Historical figures in the Analects of Confucius: Sage King Shun

Shun (舜) was one of the five legendary sage kings of ancient China in the 23rd or 22nd century BCE. He reportedly ruled for nearly fifty years after the previous ruler Yao (堯) had abdicated in favor of him because of his higher virtue. Prior to his death, reputedly at the age of 100, he is said to have relinquished his throne to his successor, Yu (禹), who went on to establish the first recorded dynasty in China’s history, the Xia (夏朝).

According to the common myth that Confucius clearly subscribed to, Shun was a compassionate man who led a humble and moral lifestyle even after Yao had given him two of his daughters in marriage together with a small parcel of land and a dowry. When he died of a sudden illness near the Xiang River during a tour of the empire, his two wives are said to have rushed to his body and wept by it for days.

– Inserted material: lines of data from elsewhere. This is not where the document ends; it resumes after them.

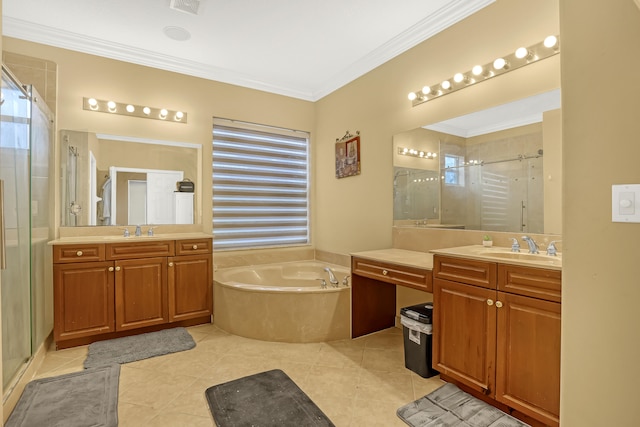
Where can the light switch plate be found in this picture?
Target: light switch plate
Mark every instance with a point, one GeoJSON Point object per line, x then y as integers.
{"type": "Point", "coordinates": [624, 203]}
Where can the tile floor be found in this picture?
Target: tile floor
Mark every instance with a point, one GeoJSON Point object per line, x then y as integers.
{"type": "Point", "coordinates": [360, 382]}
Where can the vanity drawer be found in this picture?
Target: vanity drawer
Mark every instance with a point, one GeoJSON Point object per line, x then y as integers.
{"type": "Point", "coordinates": [532, 282]}
{"type": "Point", "coordinates": [401, 275]}
{"type": "Point", "coordinates": [193, 247]}
{"type": "Point", "coordinates": [78, 253]}
{"type": "Point", "coordinates": [469, 271]}
{"type": "Point", "coordinates": [146, 249]}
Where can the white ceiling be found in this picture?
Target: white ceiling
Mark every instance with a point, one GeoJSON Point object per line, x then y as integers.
{"type": "Point", "coordinates": [522, 112]}
{"type": "Point", "coordinates": [300, 48]}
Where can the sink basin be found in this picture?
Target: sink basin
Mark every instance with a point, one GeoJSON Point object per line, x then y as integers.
{"type": "Point", "coordinates": [502, 254]}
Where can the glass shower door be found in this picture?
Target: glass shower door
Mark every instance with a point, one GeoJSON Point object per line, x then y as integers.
{"type": "Point", "coordinates": [15, 274]}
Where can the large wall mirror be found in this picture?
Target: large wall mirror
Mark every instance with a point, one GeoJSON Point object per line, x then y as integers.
{"type": "Point", "coordinates": [117, 180]}
{"type": "Point", "coordinates": [487, 170]}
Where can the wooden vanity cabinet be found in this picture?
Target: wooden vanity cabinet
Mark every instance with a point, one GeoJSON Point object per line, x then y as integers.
{"type": "Point", "coordinates": [190, 280]}
{"type": "Point", "coordinates": [500, 337]}
{"type": "Point", "coordinates": [130, 287]}
{"type": "Point", "coordinates": [373, 292]}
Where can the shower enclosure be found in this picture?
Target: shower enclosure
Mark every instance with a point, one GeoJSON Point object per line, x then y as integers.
{"type": "Point", "coordinates": [25, 137]}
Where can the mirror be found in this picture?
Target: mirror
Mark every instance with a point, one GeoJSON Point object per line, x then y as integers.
{"type": "Point", "coordinates": [116, 180]}
{"type": "Point", "coordinates": [488, 173]}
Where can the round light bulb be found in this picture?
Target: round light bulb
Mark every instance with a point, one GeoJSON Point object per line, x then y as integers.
{"type": "Point", "coordinates": [550, 41]}
{"type": "Point", "coordinates": [522, 52]}
{"type": "Point", "coordinates": [499, 63]}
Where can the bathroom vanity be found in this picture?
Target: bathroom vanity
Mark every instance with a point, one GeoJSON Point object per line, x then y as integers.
{"type": "Point", "coordinates": [497, 329]}
{"type": "Point", "coordinates": [374, 277]}
{"type": "Point", "coordinates": [111, 286]}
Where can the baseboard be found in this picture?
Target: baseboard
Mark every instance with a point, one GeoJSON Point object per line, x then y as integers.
{"type": "Point", "coordinates": [15, 390]}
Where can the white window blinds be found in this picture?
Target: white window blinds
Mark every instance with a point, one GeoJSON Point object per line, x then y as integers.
{"type": "Point", "coordinates": [260, 186]}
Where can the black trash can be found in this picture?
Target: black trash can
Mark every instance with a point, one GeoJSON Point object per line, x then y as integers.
{"type": "Point", "coordinates": [416, 329]}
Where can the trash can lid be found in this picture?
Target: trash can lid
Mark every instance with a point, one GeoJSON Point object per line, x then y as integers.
{"type": "Point", "coordinates": [420, 312]}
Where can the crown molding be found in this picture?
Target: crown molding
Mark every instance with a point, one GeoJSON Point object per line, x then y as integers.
{"type": "Point", "coordinates": [426, 28]}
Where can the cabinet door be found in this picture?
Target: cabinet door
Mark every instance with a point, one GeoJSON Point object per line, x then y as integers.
{"type": "Point", "coordinates": [528, 359]}
{"type": "Point", "coordinates": [83, 300]}
{"type": "Point", "coordinates": [190, 287]}
{"type": "Point", "coordinates": [141, 293]}
{"type": "Point", "coordinates": [464, 334]}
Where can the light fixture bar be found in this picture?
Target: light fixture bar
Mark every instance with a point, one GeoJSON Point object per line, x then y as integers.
{"type": "Point", "coordinates": [522, 56]}
{"type": "Point", "coordinates": [416, 153]}
{"type": "Point", "coordinates": [112, 107]}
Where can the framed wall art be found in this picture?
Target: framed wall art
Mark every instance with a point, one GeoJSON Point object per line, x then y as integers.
{"type": "Point", "coordinates": [348, 155]}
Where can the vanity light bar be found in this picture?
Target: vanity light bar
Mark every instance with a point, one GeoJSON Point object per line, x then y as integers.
{"type": "Point", "coordinates": [416, 153]}
{"type": "Point", "coordinates": [519, 58]}
{"type": "Point", "coordinates": [112, 107]}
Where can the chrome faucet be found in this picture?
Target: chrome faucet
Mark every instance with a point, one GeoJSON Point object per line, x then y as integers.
{"type": "Point", "coordinates": [533, 246]}
{"type": "Point", "coordinates": [551, 249]}
{"type": "Point", "coordinates": [515, 246]}
{"type": "Point", "coordinates": [332, 278]}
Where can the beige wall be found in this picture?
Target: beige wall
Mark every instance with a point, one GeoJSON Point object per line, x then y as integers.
{"type": "Point", "coordinates": [354, 213]}
{"type": "Point", "coordinates": [81, 75]}
{"type": "Point", "coordinates": [601, 274]}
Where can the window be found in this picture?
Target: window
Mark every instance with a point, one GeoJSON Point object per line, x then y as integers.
{"type": "Point", "coordinates": [260, 186]}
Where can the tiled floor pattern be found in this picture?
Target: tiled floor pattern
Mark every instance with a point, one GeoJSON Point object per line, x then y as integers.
{"type": "Point", "coordinates": [360, 382]}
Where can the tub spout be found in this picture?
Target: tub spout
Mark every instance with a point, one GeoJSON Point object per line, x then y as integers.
{"type": "Point", "coordinates": [332, 278]}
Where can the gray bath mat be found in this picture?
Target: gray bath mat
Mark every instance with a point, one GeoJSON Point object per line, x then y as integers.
{"type": "Point", "coordinates": [268, 399]}
{"type": "Point", "coordinates": [79, 399]}
{"type": "Point", "coordinates": [450, 406]}
{"type": "Point", "coordinates": [138, 347]}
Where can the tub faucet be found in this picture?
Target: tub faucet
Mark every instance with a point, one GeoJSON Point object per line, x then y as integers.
{"type": "Point", "coordinates": [533, 246]}
{"type": "Point", "coordinates": [332, 278]}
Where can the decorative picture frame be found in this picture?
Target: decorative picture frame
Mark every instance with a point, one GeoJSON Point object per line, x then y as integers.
{"type": "Point", "coordinates": [348, 155]}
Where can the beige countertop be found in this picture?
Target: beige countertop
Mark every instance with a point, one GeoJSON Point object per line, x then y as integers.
{"type": "Point", "coordinates": [400, 257]}
{"type": "Point", "coordinates": [503, 255]}
{"type": "Point", "coordinates": [120, 238]}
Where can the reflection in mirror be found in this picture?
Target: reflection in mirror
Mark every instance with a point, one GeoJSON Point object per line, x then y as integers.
{"type": "Point", "coordinates": [113, 180]}
{"type": "Point", "coordinates": [490, 173]}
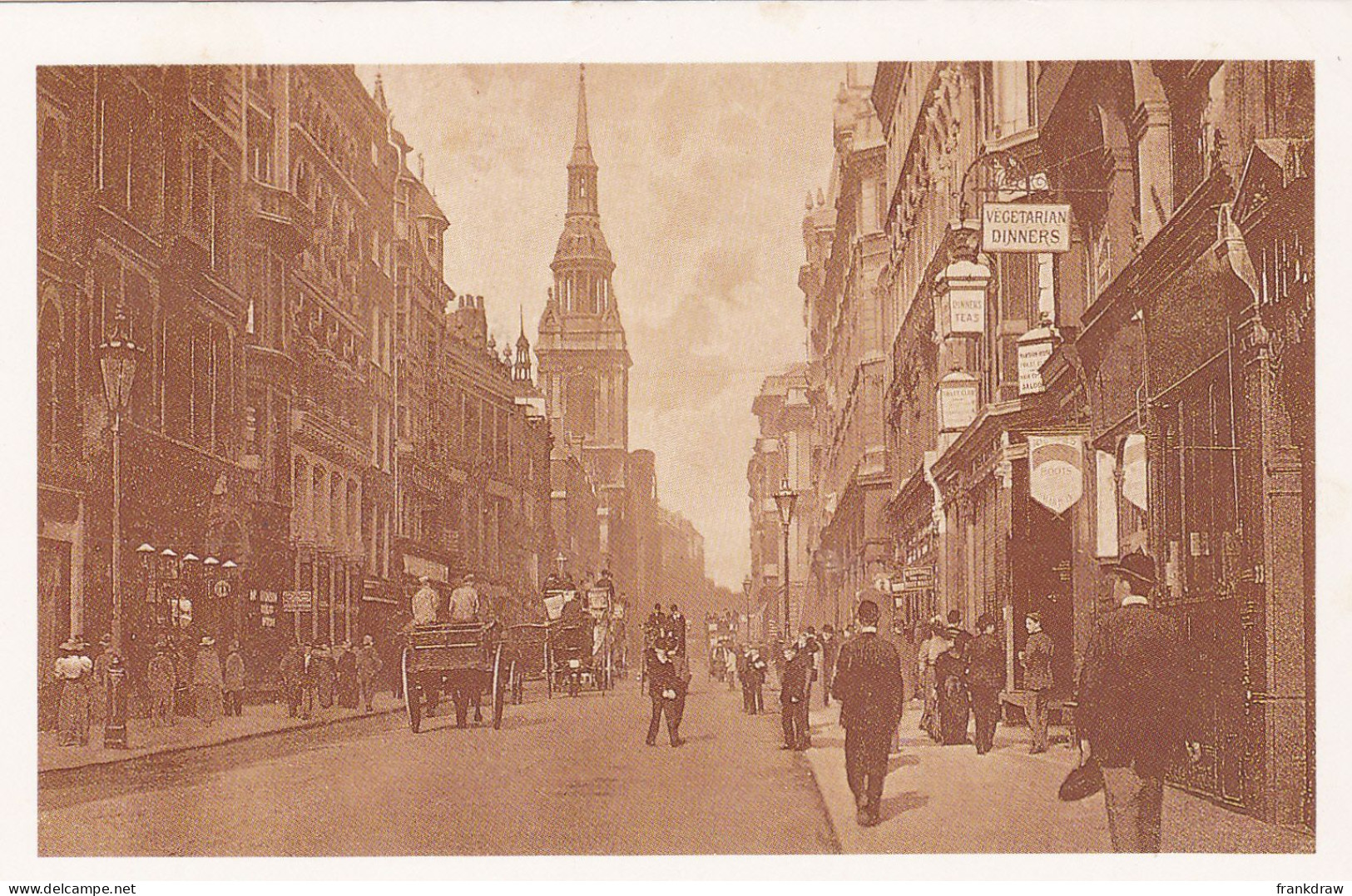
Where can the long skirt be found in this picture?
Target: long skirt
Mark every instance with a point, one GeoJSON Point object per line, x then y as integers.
{"type": "Point", "coordinates": [207, 701]}
{"type": "Point", "coordinates": [348, 691]}
{"type": "Point", "coordinates": [953, 711]}
{"type": "Point", "coordinates": [73, 714]}
{"type": "Point", "coordinates": [929, 716]}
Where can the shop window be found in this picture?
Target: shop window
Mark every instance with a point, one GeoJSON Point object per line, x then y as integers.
{"type": "Point", "coordinates": [49, 175]}
{"type": "Point", "coordinates": [1198, 488]}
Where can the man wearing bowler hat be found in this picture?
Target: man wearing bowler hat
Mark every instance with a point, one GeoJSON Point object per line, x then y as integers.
{"type": "Point", "coordinates": [869, 686]}
{"type": "Point", "coordinates": [1132, 705]}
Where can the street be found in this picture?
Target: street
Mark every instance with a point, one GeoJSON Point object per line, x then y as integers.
{"type": "Point", "coordinates": [562, 776]}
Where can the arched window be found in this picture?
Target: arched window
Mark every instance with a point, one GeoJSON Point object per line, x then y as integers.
{"type": "Point", "coordinates": [320, 504]}
{"type": "Point", "coordinates": [49, 372]}
{"type": "Point", "coordinates": [302, 521]}
{"type": "Point", "coordinates": [49, 175]}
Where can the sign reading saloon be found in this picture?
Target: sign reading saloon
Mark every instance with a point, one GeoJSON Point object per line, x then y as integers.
{"type": "Point", "coordinates": [1055, 471]}
{"type": "Point", "coordinates": [1025, 227]}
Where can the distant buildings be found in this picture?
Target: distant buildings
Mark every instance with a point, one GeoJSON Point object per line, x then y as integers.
{"type": "Point", "coordinates": [995, 428]}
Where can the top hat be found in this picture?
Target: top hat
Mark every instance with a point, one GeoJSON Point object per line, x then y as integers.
{"type": "Point", "coordinates": [1137, 567]}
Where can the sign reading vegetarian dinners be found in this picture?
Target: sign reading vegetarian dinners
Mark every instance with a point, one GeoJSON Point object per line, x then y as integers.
{"type": "Point", "coordinates": [1025, 227]}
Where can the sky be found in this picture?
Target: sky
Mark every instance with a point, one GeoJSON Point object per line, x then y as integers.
{"type": "Point", "coordinates": [703, 176]}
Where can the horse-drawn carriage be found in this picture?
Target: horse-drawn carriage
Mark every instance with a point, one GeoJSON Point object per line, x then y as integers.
{"type": "Point", "coordinates": [580, 642]}
{"type": "Point", "coordinates": [532, 658]}
{"type": "Point", "coordinates": [465, 660]}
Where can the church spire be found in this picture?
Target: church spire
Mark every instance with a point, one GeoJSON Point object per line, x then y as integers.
{"type": "Point", "coordinates": [582, 140]}
{"type": "Point", "coordinates": [380, 93]}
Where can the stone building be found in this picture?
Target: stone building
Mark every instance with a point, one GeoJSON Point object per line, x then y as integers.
{"type": "Point", "coordinates": [1142, 385]}
{"type": "Point", "coordinates": [847, 359]}
{"type": "Point", "coordinates": [783, 457]}
{"type": "Point", "coordinates": [264, 238]}
{"type": "Point", "coordinates": [584, 374]}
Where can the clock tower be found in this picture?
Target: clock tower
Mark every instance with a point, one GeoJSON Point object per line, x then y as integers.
{"type": "Point", "coordinates": [582, 349]}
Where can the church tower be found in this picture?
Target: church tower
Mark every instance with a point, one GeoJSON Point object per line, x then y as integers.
{"type": "Point", "coordinates": [582, 349]}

Their tears turned into blood, and such was their grief that they eventually threw themselves into the river and drowned.

An alternative version of his life suggests that Shun was a usurper who overthrew Yao and left him to die in prison – only to suffer a similar fate when his successor Yu rebelled and sent him into exile.

Appearances in the Analects
Book 3, Chapter 25
Book 6, Chapter 30
Book 8, Chapter 18
Book 8, Chapter 20
Book 14, Chapter 42
Book 20, Chapter 1

Book 3
Chapter 25
Confucius described Shao music as being perfectly beautiful and perfectly good and Wu music as being perfectly beautiful but not perfectly good.

Book 6
Chapter 30
Zigong said: “What about someone who acts generously towards the people and benefits the masses? Could that be described as goodness?” Confucius said: “Why stop at calling it goodness? It could be defined as perfection. Even Yao and Shun wouldn’t be able to match it! Good people help others get on their feet while establishing their own career; they help others to achieve their goals while achieving their own objectives. By standing in other people’s shoes, it can be said that they’re on the right track to goodness.”

Book 8
Chapter 18
Confucius said: “Shun and Yu were so majestic! They reigned over the world but never profited from it.”

Chapter 20
Shun ruled his empire with only five ministers. King Wu of Zhou said: “I have ten able ministers to keep everything in order.” Confucius said: “Talented people are hard to find: are they not? The times of Yao and Shun were said to be rich in talent, but King Wu was only able to find nine such men because one of his ministers was a woman. Although the Zhou controlled over two-thirds of the empire, it still served the Shang. You can truly say that the virtue of the Zhou was supreme.”

Book 14
Chapter 42
Zilu asked how to become a leader. Confucius said: “Cultivate yourself to be respectful.” Zilu asked: “Is that all there is to it?” Confucius said: “Cultivate yourself to bring peace to the people. Cultivate yourself to bring peace to the people: even Yao and Shun wouldn’t have been able to match it.”

Book 20
Chapter 1
Yao said: Oh, Shun! The Heavenly succession was bestowed upon you; hold faithfully to the middle way; if the people within the Four Seas fall into suffering and penury, the honors bestowed on you by Heaven’s gift will be taken away from you forever.

Shun passed the same message to Yu.

Tang said, “I, the humble Lu, dare to sacrifice a black bull and dare to make this declaration before my great Lord. I dare not pardon those who are guilty. Your servants cannot hide anything from you. You have already judged them in your heart. If I am guilty, please do not punish the people of the myriad states because of me; but if the people of the myriad states are guilty, let the responsibility lie with me alone.”

“The House of Zhou is greatly blessed. Good men are its riches.” “Although I have my own kinsmen, I prefer to rely on good men. If the common people do wrong, let their faults fall on my head alone. If I set the standards for weights and measures, carefully examine the laws and regulations, and restore the offices that have been abolished, the authority of the government will reach everywhere. If I restore the states that have been destroyed, revive the broken dynastic lines, and bring back to office great men who were sent into exile, I will win the hearts of the people throughout the world. I will give priority to the people; food; mourning; and sacrifice. If I am tolerant I will win the masses. If I am trustworthy, the people will entrust me with responsibility. If I am enthusiastic, I will achieve success. If I am fair and just, I will bring happiness to the people.”